Weird trivia: former WWE champion Kevin Nash is in this, as a stripper named Tarzan; why they picked a puffy-faced, non-agile guy with bad knees, of all the wrestlers they could have gotten, mystifies me, though it could be a subtle tip of the hat to Nash’s best buddy in the biz Shawn Michaels, whose gimmick more-or-less was that of a male stripper in his heyday. In-jokes abound in this, most obviously in a bit that involves McConaughey and bongos.

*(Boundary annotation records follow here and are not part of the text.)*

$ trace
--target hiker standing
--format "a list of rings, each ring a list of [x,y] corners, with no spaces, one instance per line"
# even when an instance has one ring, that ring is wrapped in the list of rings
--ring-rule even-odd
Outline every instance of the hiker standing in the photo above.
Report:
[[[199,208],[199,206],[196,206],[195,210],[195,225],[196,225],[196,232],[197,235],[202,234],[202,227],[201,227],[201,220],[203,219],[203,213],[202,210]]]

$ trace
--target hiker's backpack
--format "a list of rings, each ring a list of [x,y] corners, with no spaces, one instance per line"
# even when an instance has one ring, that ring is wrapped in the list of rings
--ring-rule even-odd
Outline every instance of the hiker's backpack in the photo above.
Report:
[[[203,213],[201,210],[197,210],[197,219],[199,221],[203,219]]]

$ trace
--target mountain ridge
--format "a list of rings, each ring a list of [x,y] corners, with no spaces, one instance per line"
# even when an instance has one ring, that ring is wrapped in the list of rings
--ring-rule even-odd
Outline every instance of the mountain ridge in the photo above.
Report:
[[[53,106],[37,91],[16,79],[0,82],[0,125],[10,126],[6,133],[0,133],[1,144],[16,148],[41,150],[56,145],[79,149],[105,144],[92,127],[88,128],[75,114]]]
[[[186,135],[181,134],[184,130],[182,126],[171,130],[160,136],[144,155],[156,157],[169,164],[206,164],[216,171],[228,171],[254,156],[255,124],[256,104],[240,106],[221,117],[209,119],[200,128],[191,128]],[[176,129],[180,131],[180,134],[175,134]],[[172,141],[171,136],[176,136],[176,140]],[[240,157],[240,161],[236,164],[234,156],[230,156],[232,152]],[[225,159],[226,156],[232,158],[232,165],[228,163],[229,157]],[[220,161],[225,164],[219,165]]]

Ladies, there’s no full-frontal, but you do see a fair share of buttocks, and one (probably prosthetic) gag involving a penile pump.
Reviewing other people’s reviews isn’t really a good habit, but it does seem like many of the critical reactions to Magic Mike are of a movie that doesn’t exist, be it a soft-core sex romp they may have imagined, or the more art-house version of the director taking over and deconstructing this business as he did prostitution in The Girlfriend Experience. The only deconstruction here is that it brings bigger stars in and flips the genders on what would otherwise be a straight-to-video Roger Corman production. It’s also shot a lot more nicely. Channing Tatum has said his real-life experiences as a stripper were so much weirder than what the movie shows that nobody would believe it, and I confess I would like to see that movie, done as a true bit of subversion. But that isn’t Magic Mike, and I also don’t hold with the notion that this is a “bait and switch,” unless the “bait” in your mind was that it wouldn’t use so many yellow filters. The promised goods are delivered within reason (you didn’t really think you’d see dick in an R-rated studio film, right?), and Tatum and McConaughey provide enough sexy charm for the ladies and self-satirical charm for the guys that most viewers should be entertained.
If it proves to be a gateway drug for Tatum fans to discover such other Soderberghian treats as The Limey, so much the better.